I would choose $Q = \{0,1\}^{\le n}$, the set of strings consiting of $0$ and $1$ of length at most $n$, including the empty string $\emptyset$.
The informal interpretation of this (which then gives the idea how to define the rest of the DFA) is: You interpret these states as storing the last $n$ digits you have read up to now (or less then $n$, if you have been reading less than $n$ digitis up to now).
Hence, your initial position is $q_0 = \emptyset$ (you haven't read anything up to now).
Your accepting set is $F = \{ 1a : a \in \{0,1\}^{n-1} \}$, i.e. all strings of length $n$ where the first digit is 1. (Since your states are indetend to represent exactlythe $n$-th last digits of your string, this exactly says that the $n$-th last digit is $1$)

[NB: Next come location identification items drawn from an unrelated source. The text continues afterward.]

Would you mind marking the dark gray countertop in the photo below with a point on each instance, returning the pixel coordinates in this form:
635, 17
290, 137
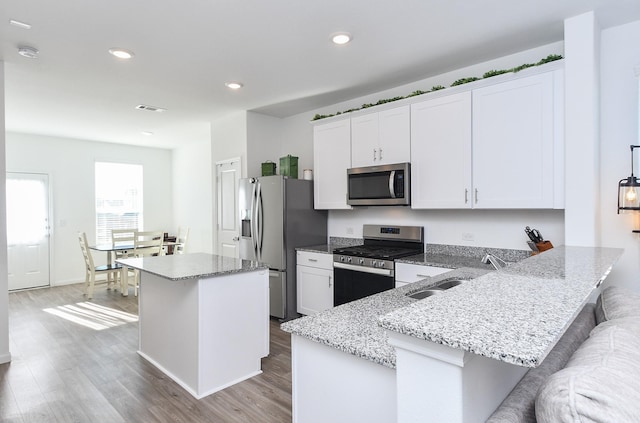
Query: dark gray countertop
191, 266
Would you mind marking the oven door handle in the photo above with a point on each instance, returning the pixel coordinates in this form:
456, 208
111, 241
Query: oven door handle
376, 271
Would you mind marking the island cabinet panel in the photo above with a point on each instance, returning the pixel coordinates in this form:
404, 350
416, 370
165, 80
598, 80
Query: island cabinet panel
409, 273
513, 144
441, 152
192, 329
331, 159
314, 282
380, 138
329, 385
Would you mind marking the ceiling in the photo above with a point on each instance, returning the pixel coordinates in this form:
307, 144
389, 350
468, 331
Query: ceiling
280, 50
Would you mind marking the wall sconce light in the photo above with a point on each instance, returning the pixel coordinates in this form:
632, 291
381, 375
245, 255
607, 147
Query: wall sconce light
629, 190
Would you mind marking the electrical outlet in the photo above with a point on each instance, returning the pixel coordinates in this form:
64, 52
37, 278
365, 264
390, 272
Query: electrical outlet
468, 236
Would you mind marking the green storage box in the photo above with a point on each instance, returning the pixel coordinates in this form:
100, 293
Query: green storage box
289, 166
268, 168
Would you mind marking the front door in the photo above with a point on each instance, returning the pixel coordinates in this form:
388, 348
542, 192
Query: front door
27, 230
228, 176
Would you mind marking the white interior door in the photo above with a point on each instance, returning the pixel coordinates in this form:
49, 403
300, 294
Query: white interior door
28, 230
228, 176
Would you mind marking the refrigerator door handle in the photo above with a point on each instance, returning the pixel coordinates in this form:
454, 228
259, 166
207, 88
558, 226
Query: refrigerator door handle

The transition function $\delta : Q \times \{0,1\} \to Q$ is "writing the digit you read to the end of the string and forget the first digit, if it would get longer than $n$". That means $\delta(a,x) = ax$, if $a \in \{0,1\}^{\le n-1}$ and $x \in \{0,1\}$. And $\delta(a,x)=a_2\dots a_nx$, if $a =(a_1\dots a_n) \in \{0,1\}^n$ and $x \in \{0,1\}$.